Since the dawn of modern civilization, everyone's lives has depended on their credit line and debt service.  I agree the problem isn't the Fed -- it is that we are a consumption based economy and most of the population is overleveraged. 

Jan 28, 2023 07:22 AM
Tim Maitski
Atlanta Communities Real Estate Brokerage - Atlanta, GA
Truth, Excellence and a Good Deal

I"m a bit confused.  Did you just write this or was it written last year.  

"Rates can go up more than once, and they often do.

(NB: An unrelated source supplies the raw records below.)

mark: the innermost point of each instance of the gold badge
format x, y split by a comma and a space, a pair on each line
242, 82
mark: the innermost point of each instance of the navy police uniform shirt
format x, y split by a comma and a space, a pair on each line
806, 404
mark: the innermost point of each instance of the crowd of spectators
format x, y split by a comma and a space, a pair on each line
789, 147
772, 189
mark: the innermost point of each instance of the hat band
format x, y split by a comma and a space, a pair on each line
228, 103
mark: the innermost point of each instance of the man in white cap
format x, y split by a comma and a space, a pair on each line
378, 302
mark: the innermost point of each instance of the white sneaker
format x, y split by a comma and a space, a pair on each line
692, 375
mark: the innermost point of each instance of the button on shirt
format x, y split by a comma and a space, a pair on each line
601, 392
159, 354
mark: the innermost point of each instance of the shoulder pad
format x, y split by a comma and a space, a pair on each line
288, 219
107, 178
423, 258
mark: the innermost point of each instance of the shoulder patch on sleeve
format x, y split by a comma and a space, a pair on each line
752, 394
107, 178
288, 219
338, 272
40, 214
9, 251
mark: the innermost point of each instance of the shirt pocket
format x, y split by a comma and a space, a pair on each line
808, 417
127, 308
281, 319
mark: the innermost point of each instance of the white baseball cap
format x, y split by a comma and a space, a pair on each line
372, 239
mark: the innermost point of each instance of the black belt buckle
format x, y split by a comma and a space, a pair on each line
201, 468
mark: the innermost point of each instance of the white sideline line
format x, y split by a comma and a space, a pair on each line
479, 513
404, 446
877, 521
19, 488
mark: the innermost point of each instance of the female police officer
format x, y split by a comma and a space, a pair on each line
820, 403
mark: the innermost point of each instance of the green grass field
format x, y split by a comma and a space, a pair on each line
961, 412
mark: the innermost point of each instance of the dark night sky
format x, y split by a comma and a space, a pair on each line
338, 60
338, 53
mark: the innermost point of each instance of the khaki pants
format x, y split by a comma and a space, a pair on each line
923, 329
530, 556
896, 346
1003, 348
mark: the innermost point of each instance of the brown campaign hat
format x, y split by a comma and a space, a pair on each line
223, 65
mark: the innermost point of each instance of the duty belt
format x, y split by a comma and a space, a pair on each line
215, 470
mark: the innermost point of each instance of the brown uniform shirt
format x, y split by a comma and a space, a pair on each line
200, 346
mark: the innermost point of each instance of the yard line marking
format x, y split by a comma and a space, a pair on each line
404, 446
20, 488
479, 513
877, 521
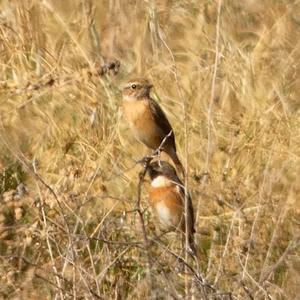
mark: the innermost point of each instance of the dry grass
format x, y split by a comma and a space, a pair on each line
75, 231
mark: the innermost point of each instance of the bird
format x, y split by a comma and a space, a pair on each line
147, 120
167, 196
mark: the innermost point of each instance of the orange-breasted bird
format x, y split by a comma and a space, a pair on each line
167, 197
147, 120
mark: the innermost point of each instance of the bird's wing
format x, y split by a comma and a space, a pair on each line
160, 118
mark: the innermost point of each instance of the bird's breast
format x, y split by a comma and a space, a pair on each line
168, 206
141, 122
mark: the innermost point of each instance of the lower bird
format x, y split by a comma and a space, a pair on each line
147, 120
167, 197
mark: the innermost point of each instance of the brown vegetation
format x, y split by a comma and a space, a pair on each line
226, 72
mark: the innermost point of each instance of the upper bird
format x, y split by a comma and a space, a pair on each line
147, 120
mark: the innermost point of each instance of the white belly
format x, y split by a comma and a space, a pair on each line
164, 215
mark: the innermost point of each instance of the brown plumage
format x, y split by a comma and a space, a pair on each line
167, 197
147, 120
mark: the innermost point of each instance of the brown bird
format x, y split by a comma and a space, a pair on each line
167, 197
147, 120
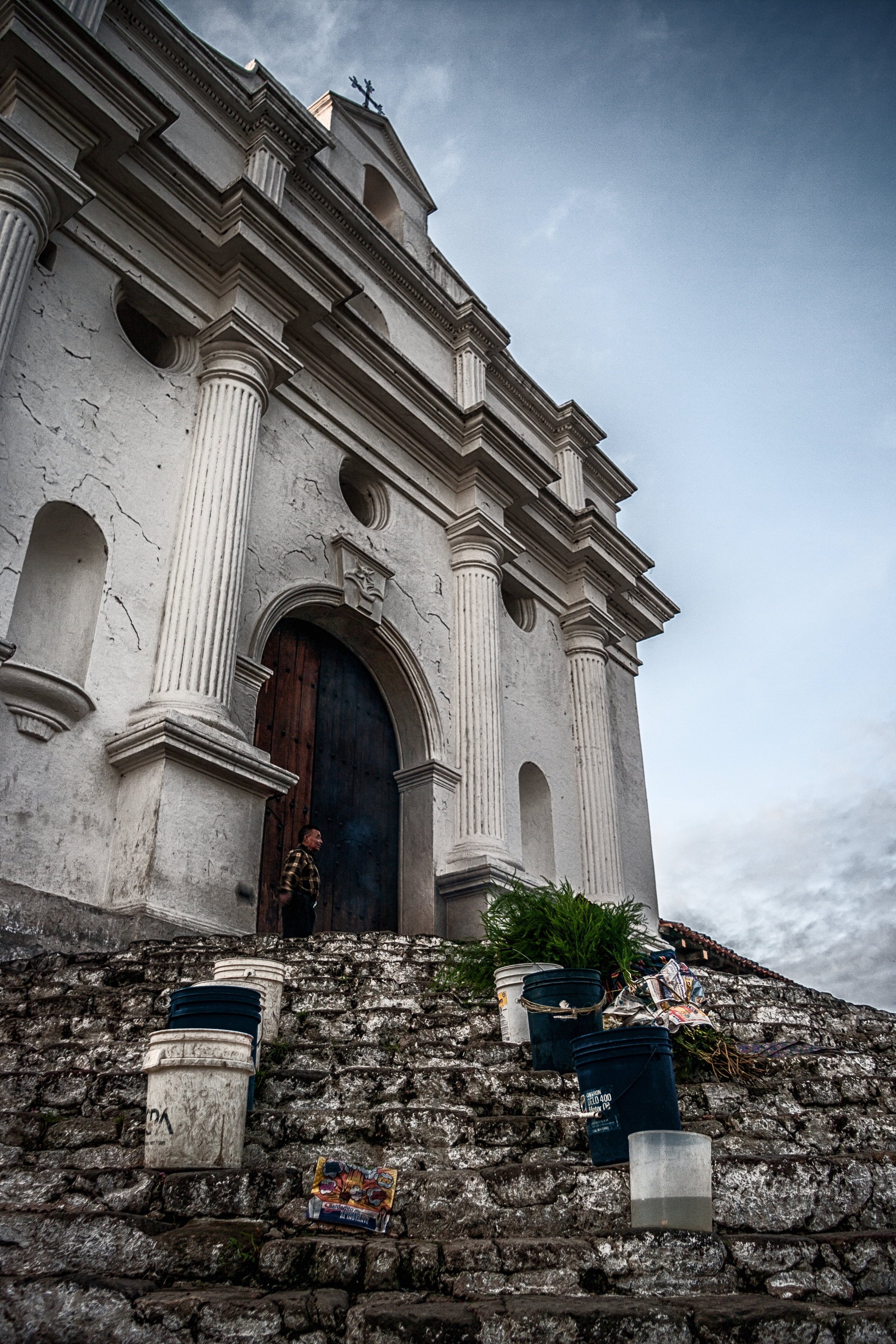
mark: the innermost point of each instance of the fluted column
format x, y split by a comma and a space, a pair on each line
27, 214
571, 484
477, 549
198, 643
586, 639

The federal funds rate has risen by 1.5% in 2022, three times more than it did in 2022. It is currently in the range of 1.5% to 1.75%. According to the comments and projections of Fed governors, they may increase the fed rate several times this year in increments of 0.5% or greater in the short term, with smaller 0.25% increases in the long term. There is reason to believe that the Federal Reserve will increase the rate by 0.75 percent in July, based on the continued high inflation reports "

Isn't the federal funds rate up in the 4.25% range?

https://fred.stlouisfed.org/series/FEDFUNDS#0

Your numbers seem to reflect that this post is from last summer.  

I feel like I'm in a time machine.

Jan 28, 2023 05:21 AM
Dean Cacioppo

The article is written to provide historical insight on the topic -- which is "How does the FED affect the Housing Market?"  Wasn't really indented to be an article on "what will the Fed do in 2023?" I totally agree that we will continue to see rate hikes  at (500 basis then 250 basis points) until inflation moves close to the target rate of around 2%.  How does that affect the real estate market?